Six questions on the PFDI-20 were used to define different female pelvic floor disorders if women answered “Yes” to these questions. Questions 3, 9, 15, 16, 17, and 20 were used define the presence of symptomatic pelvic organ prolapse, fecal incontinence to solid stool, urinary frequency, urgency urinary incontinence, stress urinary incontinence, and dysuria, respectively.
We estimated the occurrence of vulvovaginal symptoms in postmenopausal women to be 38%.(2) Therefore, we calculated needing a sample size of 356 women to determine a point estimate of vulvovaginal symptoms in this population of 38% with a 95% confidence interval of ±5% (e.g. 33%, 43%).
We previously demonstrated the four individual subscales of the VSQ are symptoms, emotional, lifestyle, and sexual impact.(6) Confirmatory factor analysis was performed twice utilizing Mplus software (Muthen & Muthen, Los Angeles, CA).(10-12) First, we performed confirmatory factor analysis modeling on all 358 women (regardless of sexual activity) on the first three subscales of the VSQ (symptoms, emotional, and lifestyle impact). We then performed a second confirmatory factor analysis modeling with all 4 a priori sub-scales of the VSQ using the 166 women who reported current sexual activity and completed the sexual impact subscale. The goodness-of-fit of the two confirmatory factor analysis models were evaluated utilizing the following indices and cutoff levels: comparative fit index (CFI) (≥ 0.95), Tucker Lewis Index (TLI) (≥ 0.95) root mean square error of approximation (RMSEA) (<0.1), and weighted root mean square residual (WRMR) (<0.9).

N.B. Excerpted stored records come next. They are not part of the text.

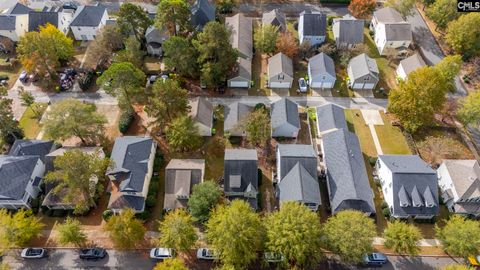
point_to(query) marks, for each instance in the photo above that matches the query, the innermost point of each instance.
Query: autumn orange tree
(361, 9)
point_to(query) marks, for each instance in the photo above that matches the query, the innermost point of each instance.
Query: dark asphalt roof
(88, 16)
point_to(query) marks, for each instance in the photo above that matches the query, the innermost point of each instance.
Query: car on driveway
(33, 253)
(375, 259)
(92, 253)
(206, 254)
(161, 253)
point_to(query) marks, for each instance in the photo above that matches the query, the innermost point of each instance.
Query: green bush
(126, 120)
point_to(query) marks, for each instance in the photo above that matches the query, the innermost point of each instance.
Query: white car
(33, 253)
(161, 253)
(206, 254)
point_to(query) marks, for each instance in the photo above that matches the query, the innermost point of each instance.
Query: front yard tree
(349, 234)
(167, 101)
(177, 231)
(174, 15)
(236, 234)
(203, 199)
(460, 236)
(416, 100)
(442, 12)
(72, 117)
(463, 34)
(125, 230)
(216, 56)
(402, 238)
(18, 228)
(295, 232)
(73, 176)
(70, 232)
(179, 54)
(9, 127)
(287, 43)
(41, 52)
(361, 9)
(257, 127)
(182, 134)
(265, 38)
(134, 19)
(123, 80)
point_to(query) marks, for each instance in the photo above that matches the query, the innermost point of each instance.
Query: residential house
(297, 175)
(241, 39)
(312, 28)
(330, 117)
(235, 115)
(275, 17)
(130, 172)
(347, 180)
(347, 32)
(459, 182)
(241, 175)
(363, 72)
(409, 186)
(20, 180)
(55, 201)
(154, 38)
(321, 72)
(284, 118)
(201, 111)
(180, 177)
(391, 31)
(280, 71)
(202, 12)
(408, 65)
(87, 21)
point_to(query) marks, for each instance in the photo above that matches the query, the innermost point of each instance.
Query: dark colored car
(92, 253)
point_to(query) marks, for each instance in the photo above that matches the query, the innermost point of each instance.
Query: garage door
(279, 85)
(234, 84)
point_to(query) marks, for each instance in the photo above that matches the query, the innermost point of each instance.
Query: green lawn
(391, 138)
(30, 120)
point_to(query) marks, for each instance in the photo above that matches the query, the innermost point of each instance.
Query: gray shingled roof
(7, 22)
(348, 30)
(284, 113)
(314, 23)
(235, 113)
(275, 17)
(278, 64)
(130, 157)
(362, 65)
(202, 12)
(329, 117)
(88, 16)
(415, 185)
(387, 15)
(298, 185)
(201, 111)
(31, 148)
(241, 164)
(15, 174)
(347, 178)
(322, 64)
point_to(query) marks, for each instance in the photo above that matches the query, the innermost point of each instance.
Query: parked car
(206, 254)
(375, 259)
(33, 253)
(161, 253)
(302, 84)
(92, 253)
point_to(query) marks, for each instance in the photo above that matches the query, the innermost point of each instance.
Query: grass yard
(30, 120)
(391, 138)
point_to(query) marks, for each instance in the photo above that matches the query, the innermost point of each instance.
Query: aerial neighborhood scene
(221, 134)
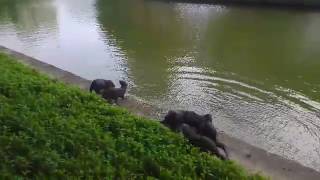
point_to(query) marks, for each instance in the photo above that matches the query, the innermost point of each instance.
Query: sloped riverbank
(251, 157)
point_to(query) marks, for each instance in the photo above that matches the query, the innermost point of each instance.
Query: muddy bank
(293, 4)
(252, 158)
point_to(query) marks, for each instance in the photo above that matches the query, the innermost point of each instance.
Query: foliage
(48, 129)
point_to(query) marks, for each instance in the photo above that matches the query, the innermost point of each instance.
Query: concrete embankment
(252, 158)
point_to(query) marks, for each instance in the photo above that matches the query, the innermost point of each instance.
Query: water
(256, 70)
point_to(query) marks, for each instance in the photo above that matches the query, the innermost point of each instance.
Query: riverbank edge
(252, 158)
(296, 4)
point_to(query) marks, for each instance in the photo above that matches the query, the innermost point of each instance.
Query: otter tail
(91, 87)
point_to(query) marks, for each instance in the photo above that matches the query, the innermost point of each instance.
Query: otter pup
(98, 85)
(203, 142)
(202, 124)
(113, 93)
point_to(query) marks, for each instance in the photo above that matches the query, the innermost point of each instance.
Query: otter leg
(223, 147)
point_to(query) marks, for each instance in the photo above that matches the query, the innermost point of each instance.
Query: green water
(256, 70)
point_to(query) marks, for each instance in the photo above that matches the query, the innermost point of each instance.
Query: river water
(256, 70)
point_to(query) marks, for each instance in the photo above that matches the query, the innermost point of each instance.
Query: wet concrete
(252, 158)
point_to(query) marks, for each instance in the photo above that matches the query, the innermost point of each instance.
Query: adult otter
(113, 93)
(202, 124)
(203, 142)
(98, 85)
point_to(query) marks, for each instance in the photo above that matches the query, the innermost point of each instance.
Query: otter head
(123, 84)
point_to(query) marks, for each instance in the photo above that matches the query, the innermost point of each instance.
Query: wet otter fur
(112, 93)
(204, 143)
(98, 85)
(202, 126)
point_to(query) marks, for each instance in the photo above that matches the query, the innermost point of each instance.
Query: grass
(49, 129)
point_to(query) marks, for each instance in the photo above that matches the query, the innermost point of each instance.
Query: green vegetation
(50, 129)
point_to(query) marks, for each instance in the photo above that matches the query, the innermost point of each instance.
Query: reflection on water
(255, 70)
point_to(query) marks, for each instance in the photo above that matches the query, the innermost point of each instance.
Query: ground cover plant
(49, 129)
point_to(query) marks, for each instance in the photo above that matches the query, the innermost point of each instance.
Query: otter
(113, 93)
(204, 143)
(99, 85)
(202, 125)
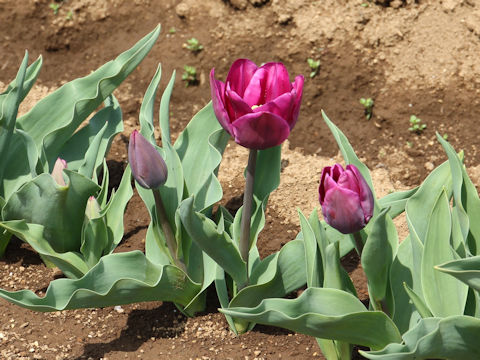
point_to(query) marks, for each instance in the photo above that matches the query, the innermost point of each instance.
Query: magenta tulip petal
(277, 81)
(236, 106)
(341, 210)
(257, 106)
(240, 74)
(217, 89)
(365, 193)
(347, 201)
(255, 91)
(280, 106)
(148, 167)
(260, 130)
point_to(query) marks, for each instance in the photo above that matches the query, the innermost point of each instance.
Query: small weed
(314, 67)
(193, 45)
(189, 75)
(416, 125)
(55, 7)
(368, 105)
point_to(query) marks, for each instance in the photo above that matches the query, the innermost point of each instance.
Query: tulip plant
(31, 144)
(417, 310)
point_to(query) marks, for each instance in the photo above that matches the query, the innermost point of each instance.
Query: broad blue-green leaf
(218, 245)
(466, 270)
(420, 306)
(313, 259)
(200, 147)
(10, 102)
(121, 278)
(377, 258)
(89, 146)
(165, 110)
(60, 209)
(55, 118)
(324, 313)
(402, 271)
(444, 295)
(71, 263)
(455, 337)
(419, 205)
(396, 201)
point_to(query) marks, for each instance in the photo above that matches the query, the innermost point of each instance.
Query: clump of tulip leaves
(423, 292)
(68, 218)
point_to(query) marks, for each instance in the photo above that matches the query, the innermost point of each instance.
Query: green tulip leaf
(403, 272)
(377, 259)
(218, 245)
(60, 209)
(118, 279)
(454, 337)
(466, 270)
(444, 295)
(55, 118)
(324, 313)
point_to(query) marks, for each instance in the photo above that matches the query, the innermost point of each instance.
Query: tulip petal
(277, 81)
(236, 106)
(342, 211)
(281, 106)
(217, 89)
(260, 130)
(255, 92)
(240, 74)
(365, 193)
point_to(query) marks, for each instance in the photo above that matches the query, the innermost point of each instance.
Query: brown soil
(411, 57)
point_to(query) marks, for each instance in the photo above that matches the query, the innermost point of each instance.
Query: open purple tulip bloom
(148, 167)
(258, 106)
(346, 198)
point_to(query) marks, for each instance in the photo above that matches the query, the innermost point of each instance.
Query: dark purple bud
(148, 167)
(346, 199)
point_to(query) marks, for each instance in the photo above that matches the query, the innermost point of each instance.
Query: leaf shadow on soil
(163, 321)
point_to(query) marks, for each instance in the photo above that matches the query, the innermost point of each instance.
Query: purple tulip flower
(148, 167)
(258, 106)
(346, 198)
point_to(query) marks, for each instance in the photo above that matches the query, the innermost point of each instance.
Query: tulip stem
(358, 242)
(167, 230)
(247, 208)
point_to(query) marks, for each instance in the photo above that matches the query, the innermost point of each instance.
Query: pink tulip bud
(346, 198)
(57, 172)
(148, 167)
(258, 106)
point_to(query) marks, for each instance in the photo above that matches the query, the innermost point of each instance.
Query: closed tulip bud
(346, 199)
(148, 167)
(57, 172)
(257, 106)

Women were considered to have vulvovaginal symptoms if they had answered “Yes” to ≥ 1 of the first 7 questions of the VSQ including itching, burning/stinging, hurting, being irritated, being dry, discharge and odor. The occurrence of vulvovaginal symptoms with point estimate and 95% confidence interval (CI) was determined.
Demographic and information on medical conditions were examined in women with no symptoms compared with women with ≥ 1 symptom. We then compared treatments sought and received between women with and without current vulvovaginal symptoms. We compared women with and without vulvovaginal symptoms to other gynecologic symptoms common in postmenopausal women. Specifically, we examined the association of vulvovaginal symptoms with general menopausal symptoms using the Menopause Specific Quality of Life questionnaire and with symptoms of PFDs using the PFDI-20 and the PFIQ-7.

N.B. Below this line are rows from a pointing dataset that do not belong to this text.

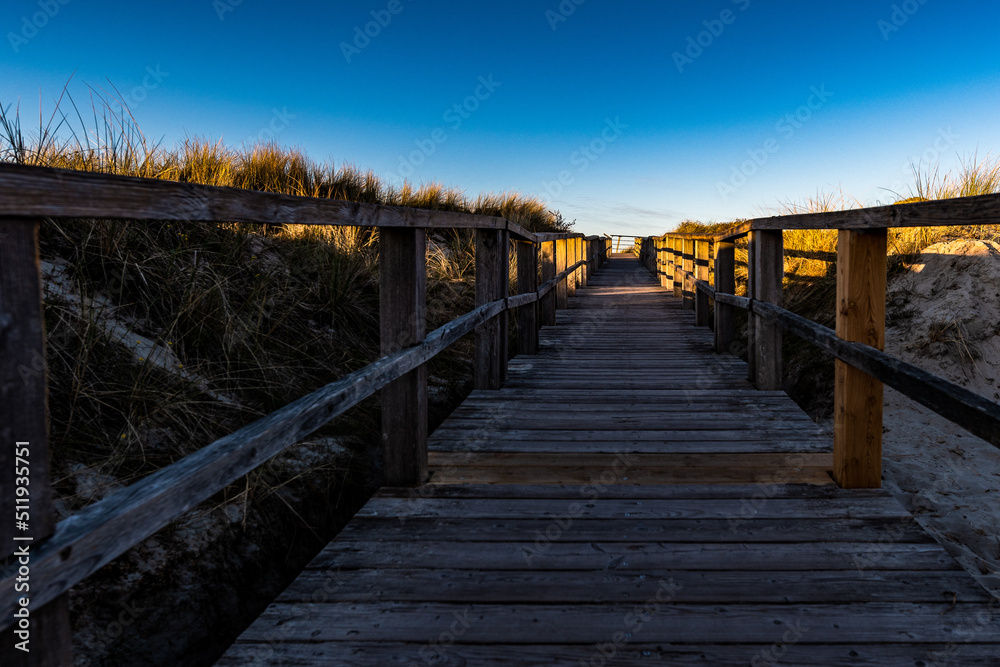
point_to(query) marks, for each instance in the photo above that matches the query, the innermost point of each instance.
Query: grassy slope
(249, 318)
(810, 287)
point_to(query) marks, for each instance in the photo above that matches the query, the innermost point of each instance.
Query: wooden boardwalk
(628, 499)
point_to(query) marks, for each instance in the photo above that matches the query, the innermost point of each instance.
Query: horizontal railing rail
(63, 554)
(683, 262)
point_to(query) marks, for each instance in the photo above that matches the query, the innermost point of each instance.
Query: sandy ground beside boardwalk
(945, 318)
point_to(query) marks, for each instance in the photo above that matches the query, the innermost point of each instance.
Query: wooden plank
(736, 533)
(527, 282)
(960, 211)
(725, 282)
(100, 532)
(677, 251)
(702, 252)
(575, 587)
(592, 506)
(575, 474)
(625, 654)
(861, 285)
(769, 273)
(915, 623)
(24, 450)
(635, 556)
(491, 284)
(573, 492)
(978, 415)
(59, 193)
(562, 262)
(687, 267)
(547, 305)
(403, 322)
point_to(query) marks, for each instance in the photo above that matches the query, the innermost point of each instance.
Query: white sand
(947, 477)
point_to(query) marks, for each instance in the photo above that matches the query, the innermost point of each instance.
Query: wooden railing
(862, 368)
(61, 555)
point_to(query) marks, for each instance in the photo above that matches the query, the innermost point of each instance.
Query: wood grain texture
(24, 419)
(491, 284)
(861, 285)
(100, 532)
(527, 283)
(622, 456)
(725, 282)
(403, 323)
(769, 274)
(547, 305)
(702, 252)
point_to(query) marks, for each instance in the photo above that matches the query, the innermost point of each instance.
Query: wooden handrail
(862, 367)
(100, 532)
(61, 193)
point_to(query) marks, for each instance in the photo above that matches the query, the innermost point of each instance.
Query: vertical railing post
(547, 306)
(861, 284)
(24, 433)
(676, 248)
(688, 246)
(527, 282)
(491, 284)
(701, 300)
(769, 275)
(562, 289)
(403, 324)
(725, 283)
(751, 318)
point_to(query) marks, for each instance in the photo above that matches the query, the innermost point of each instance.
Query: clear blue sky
(889, 83)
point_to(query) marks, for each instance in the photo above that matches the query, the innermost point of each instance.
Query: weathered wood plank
(527, 282)
(403, 321)
(24, 449)
(100, 532)
(398, 654)
(574, 587)
(917, 623)
(491, 284)
(861, 285)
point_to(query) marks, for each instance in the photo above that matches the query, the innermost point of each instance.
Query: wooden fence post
(688, 255)
(701, 300)
(768, 278)
(527, 282)
(861, 284)
(24, 419)
(725, 282)
(547, 305)
(403, 317)
(562, 289)
(751, 318)
(492, 257)
(676, 246)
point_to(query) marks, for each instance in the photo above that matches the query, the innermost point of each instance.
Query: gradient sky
(649, 113)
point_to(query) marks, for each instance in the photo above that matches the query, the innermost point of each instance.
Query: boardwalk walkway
(628, 499)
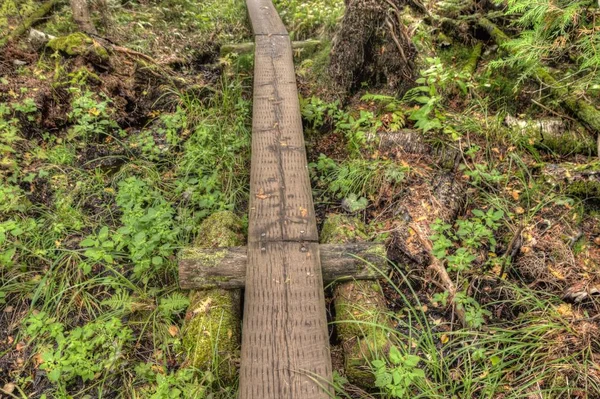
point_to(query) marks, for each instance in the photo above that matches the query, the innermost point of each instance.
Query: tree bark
(226, 267)
(372, 45)
(81, 15)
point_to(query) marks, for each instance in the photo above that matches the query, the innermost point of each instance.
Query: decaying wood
(226, 267)
(372, 44)
(81, 15)
(584, 111)
(361, 315)
(555, 134)
(244, 48)
(438, 267)
(35, 17)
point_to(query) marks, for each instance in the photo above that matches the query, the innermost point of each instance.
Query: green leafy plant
(99, 248)
(459, 248)
(434, 81)
(399, 375)
(553, 30)
(83, 352)
(91, 117)
(360, 177)
(149, 232)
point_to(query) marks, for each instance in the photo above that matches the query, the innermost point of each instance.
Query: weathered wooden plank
(285, 343)
(202, 268)
(307, 47)
(284, 337)
(264, 18)
(281, 205)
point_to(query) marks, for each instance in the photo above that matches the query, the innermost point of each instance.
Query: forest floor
(111, 159)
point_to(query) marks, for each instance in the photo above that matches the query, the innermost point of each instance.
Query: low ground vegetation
(110, 161)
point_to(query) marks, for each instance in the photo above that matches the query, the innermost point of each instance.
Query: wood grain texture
(226, 267)
(281, 205)
(285, 343)
(264, 18)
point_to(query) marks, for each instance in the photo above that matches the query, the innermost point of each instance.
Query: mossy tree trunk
(35, 17)
(360, 309)
(372, 45)
(81, 15)
(211, 332)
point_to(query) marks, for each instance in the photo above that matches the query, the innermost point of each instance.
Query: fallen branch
(436, 265)
(29, 21)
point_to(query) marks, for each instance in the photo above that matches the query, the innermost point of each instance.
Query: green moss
(496, 34)
(358, 306)
(584, 189)
(567, 143)
(78, 44)
(339, 229)
(208, 259)
(360, 353)
(211, 336)
(221, 229)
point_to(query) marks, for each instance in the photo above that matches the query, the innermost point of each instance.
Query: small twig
(439, 268)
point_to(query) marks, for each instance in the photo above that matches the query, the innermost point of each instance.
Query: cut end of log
(204, 268)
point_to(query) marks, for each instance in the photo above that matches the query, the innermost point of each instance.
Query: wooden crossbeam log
(201, 268)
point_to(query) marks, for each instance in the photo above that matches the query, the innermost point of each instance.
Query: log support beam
(205, 268)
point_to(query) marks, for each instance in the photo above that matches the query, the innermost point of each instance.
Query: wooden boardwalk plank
(285, 343)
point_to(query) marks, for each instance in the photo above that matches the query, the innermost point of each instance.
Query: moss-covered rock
(212, 330)
(78, 44)
(360, 308)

All data analyses were performed using STATA 11.0 (StataCorp, College Station, TX) and Mplus software (Muthén and Muthén, Los Angeles, CA) unless otherwise specified. Fisher’s exact test, student’s t-test and chi-square testing were utilized as appropriate.

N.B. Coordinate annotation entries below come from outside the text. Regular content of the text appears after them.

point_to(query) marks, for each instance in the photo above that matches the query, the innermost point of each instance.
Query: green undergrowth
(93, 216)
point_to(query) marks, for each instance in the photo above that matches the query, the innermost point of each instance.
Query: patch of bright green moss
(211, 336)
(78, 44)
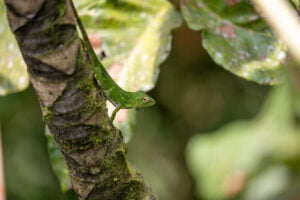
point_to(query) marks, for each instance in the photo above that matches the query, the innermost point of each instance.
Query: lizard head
(143, 100)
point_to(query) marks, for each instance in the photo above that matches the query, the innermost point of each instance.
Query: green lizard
(120, 98)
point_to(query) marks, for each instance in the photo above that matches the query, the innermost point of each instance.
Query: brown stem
(72, 103)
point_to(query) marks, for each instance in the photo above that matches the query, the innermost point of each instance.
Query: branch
(72, 103)
(2, 182)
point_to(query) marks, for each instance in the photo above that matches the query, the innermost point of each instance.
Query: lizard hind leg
(115, 112)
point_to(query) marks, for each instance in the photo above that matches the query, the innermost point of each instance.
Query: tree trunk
(72, 104)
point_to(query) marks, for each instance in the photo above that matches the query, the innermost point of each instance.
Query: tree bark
(72, 104)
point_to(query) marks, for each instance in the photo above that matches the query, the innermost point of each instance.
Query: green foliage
(13, 74)
(230, 160)
(237, 39)
(136, 38)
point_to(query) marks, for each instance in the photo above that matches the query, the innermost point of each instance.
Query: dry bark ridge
(72, 103)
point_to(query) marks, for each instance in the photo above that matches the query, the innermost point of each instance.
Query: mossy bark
(73, 106)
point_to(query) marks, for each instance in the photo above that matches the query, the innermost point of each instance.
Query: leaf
(237, 39)
(235, 158)
(135, 37)
(13, 74)
(58, 162)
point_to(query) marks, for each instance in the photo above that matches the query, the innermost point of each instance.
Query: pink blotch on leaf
(227, 31)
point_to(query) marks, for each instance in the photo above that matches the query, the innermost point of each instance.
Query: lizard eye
(145, 99)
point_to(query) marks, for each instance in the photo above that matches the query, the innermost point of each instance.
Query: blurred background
(209, 136)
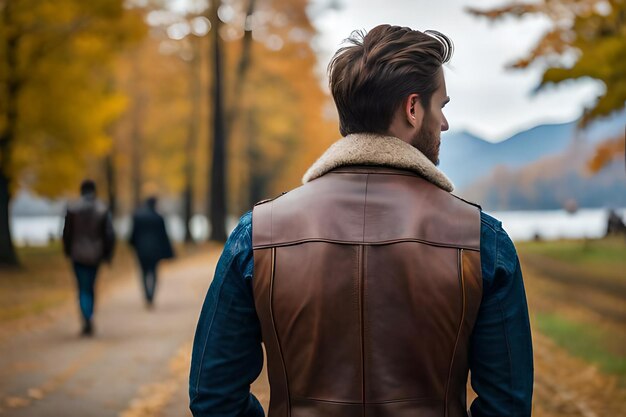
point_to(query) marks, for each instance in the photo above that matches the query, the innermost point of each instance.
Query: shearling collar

Three hundred fifty-eight postmenopausal women completed the survey instrument. Two hundred seventy nine women were recruited from primary care physician’s waiting rooms and 79 women were recruited from senior centers. Participation rates from women approached at senior centers was high. Ninety-six percent (n/N = 79/82) of women approached for participation at senior centers agreed to participate and completed the survey packet. Women participating from primary care practices were younger than women recruited from senior centers (mean age 58.7(±7.2) vs. 73.6 years (±9.3), p<.001). (Table 1) Women participating from primary care practices were more likely to identify their race as white compared with women recruited from senior centers (85.7% (n/N = 239/279) vs. 49.7% (n/N = 39/79), p<.001).
The median age of all women participating in this study was 60 years (range 45 years to 95 years). (Table 2) The majority of women completing this survey identified themselves as white (77.7%). Fifteen percent of women identified themselves as black or African American.
Confirmatory factor analysis modeling was performed with the answer choices from all 358 women for the symptom, emotional and lifestyle impact subscales. When we performed confirmatory factor analysis on the 5-item response scale, the goodness-of-fit of the model was not confirmed. When the answer responses were converted from the continuous scale to a dichotomous response of “Yes/No”, the goodness-of-fit of the confirmatory factor analysis model was confirmed. The indices that confirmed model fit of from the first confirmatory factor analyses on all 358 women for the 3 subscales were: CFI= 0.99, TLI= 0.99 and RMSEA= 0.01. The WRMR= 0.99 was slightly higher than cut-off value of <0.9. The indices that confirmed model fit from the second confirmatory factor analyses on the 168 women who completed the final sexual impact subscale were: CFI =0.99, TLI = 1.00, RMSEA =0.07, and WRMR = 0.83.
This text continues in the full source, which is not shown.